By Emily Alpert
The climate deal reached in Paris last month was controversial, to say the least. You can read about 8 perspectives that claim the agreement is everything from ‘our best chance to save the planet,’ to a complete fraud.
Some of the positive aspects include a commitment to keep global temperature rise ‘well below’ 2°C above pre-industrial levels with an aim to limit rises to 1.5°C, a promise to spend $100 billion per year by 2020 on adaptation in developing countries, a signal to phasing-out fossil fuels and a renewed sense of faith in multilateralism. Yet, by many accounts, the text is just rhetoric. There is so much grey matter, so few terms or concepts adequately defined, and too little that is legally binding that the success of the agreement can only be proved by voluntary action. George Monbiot from The Guardian wrote “By comparison to what it could have been, it’s a miracle. By comparison to what it should have been, it’s a disaster.”
The agreement falls short on agriculture…
Take for example the treatment of agriculture and food security in the text. The preamble directly refers to “safeguarding food security and ending hunger, and the particular vulnerabilities of food production systems to the adverse impacts of climate change.” Food is also mentioned a second time in Article 2.1 of the agreement where parties agree to “strengthen the global response to the threat of climate change, in the context of sustainable development and efforts to eradicate poverty, including by: increasing the ability to adapt to the adverse impacts of climate change and foster climate resilience and low greenhouse gas emissions development, in a manner that does not threaten food production.” But, this is where it stops.

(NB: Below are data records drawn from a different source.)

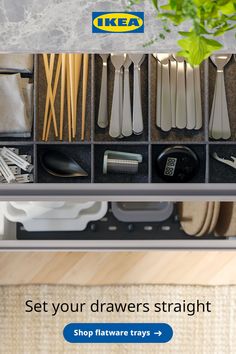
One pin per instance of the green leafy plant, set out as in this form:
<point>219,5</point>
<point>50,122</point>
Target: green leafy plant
<point>206,20</point>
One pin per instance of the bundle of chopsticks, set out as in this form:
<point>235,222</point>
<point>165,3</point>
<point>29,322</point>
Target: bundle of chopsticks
<point>68,70</point>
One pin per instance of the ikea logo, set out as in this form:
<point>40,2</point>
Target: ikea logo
<point>118,22</point>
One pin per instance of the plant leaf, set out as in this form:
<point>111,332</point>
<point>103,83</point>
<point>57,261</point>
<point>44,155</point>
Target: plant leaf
<point>197,48</point>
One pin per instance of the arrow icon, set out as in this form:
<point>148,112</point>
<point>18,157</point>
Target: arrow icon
<point>159,333</point>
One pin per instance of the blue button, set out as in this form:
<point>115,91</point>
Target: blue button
<point>118,333</point>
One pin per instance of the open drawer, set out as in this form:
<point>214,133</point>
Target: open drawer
<point>119,229</point>
<point>212,179</point>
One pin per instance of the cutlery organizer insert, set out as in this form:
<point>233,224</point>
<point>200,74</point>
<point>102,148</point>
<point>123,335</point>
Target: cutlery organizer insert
<point>89,153</point>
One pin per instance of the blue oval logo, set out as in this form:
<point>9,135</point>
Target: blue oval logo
<point>118,22</point>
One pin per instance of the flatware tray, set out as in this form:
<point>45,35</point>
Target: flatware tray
<point>89,153</point>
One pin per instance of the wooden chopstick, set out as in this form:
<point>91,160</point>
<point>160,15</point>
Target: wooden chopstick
<point>78,62</point>
<point>84,93</point>
<point>72,95</point>
<point>68,97</point>
<point>49,74</point>
<point>63,82</point>
<point>47,96</point>
<point>58,70</point>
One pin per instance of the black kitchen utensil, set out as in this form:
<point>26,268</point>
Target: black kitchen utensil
<point>61,165</point>
<point>177,164</point>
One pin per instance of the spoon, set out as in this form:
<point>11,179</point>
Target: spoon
<point>127,117</point>
<point>198,99</point>
<point>102,112</point>
<point>173,84</point>
<point>219,120</point>
<point>137,59</point>
<point>166,117</point>
<point>181,114</point>
<point>61,165</point>
<point>118,61</point>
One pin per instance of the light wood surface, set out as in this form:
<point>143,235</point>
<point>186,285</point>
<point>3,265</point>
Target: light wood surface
<point>161,267</point>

The word ‘agriculture,’ isn’t even mentioned once. Despite being a significant contributor to greenhouse gas emissions and the source of livelihoods for the majority of the world’s poor and vulnerable populations, and efforts advising to the contrary, agriculture, food, farming, food and nutrition security were all disappointingly overlooked. Reaching a 1.5°C target demands urgent mitigation in the agriculture sector, but does the agreement really “open[s] the door for more adaptation and mitigation” in agriculture?
…and on accountability…
The Montpellier Panel brief “Farmers on the Climate Frontline” offers 6 recommendations for addressing agriculture in the UNFCCC negotiations. These include commitments to adaptation and mitigation in the agriculture sector, reducing risk and building resilience for vulnerable populations and environments, fostering innovation and improving technology to speed up these processes and providing adequate finance to carry out all of these activities. Arguably, only one of these recommendations that was reasonably addressed in the agreement: finance. But even the pledge to provide $100 billion per year to developing countries by 2020 is fraught with many challenges.
First of all, it is not a new promise. It was first made 5 years ago at the Cancun COP in 2009 and the funds have been very slow to matriculate. As outlined by the Brookings Institution, the promise in the agreement is also considerably vague, leaving it up to the imagination just who is supposed to provide the finance, how much they are to give and by when. This funding will also only be “maintained through 2025”with a view to revising the goal by 2020 suggesting that this amount could become a ceiling rather than a floor. Further as what exactly constitutes climate adaptation and mitigation versus general development aid still lacks clarity, transparently monitoring how much climate finance is provided will more than likely continue to be elusive.
Back to the question of food, agriculture and nutrition…the agreement does not explicitly state anywhere that these funds – should they be mobilized – require any attention to the sector. Of course tying aid or finance has its drawbacks too, but given the severity of the impacts of climate change on food availability, safety, and nutritional quality, especially in Africa, concretely addressing these challenges needs a stronger foothold in the 2016 climate negotiations.
…but maybe the Green Climate Fund holds some promise.
In 2016, negotiators are set to flesh out what it means to provide compensation for ‘loss and damage,’ climate impacts that occur when the limits of adaptation are reached. The SBSTA, will be considering adaptation measures that take into account the diversity of agricultural systems and assessing agricultural practices and technologies to enhance productivity in a sustainable manner. The challenge lies in linking up these two processes to ensure that agriculture, food and nutrition are formally addressed as part of countries’ adaptation and mitigation commitments, at the very least to avoid reaching the point of loss and damage. But equally, once the technical body provides some answers, these practices and technologies will need some funding.
For this, the Green Climate Fund (GCF) holds some promise. Set up in 2010, it was initially envisioned as the main conduit for climate finance, yet the fund has only raised $10 billion and only approved its first set of 8 projects in worth $168 million in November 2015. Although off to a slow start, the Fund’s board has set a goal of expanding its investment portfolio to $2.5 billion in 2016. With the objective of funding projects that aspire to be ‘game-changers,’ hopefully the GCF will see past the shortcomings of the UNFCCC and embrace the agriculture sector.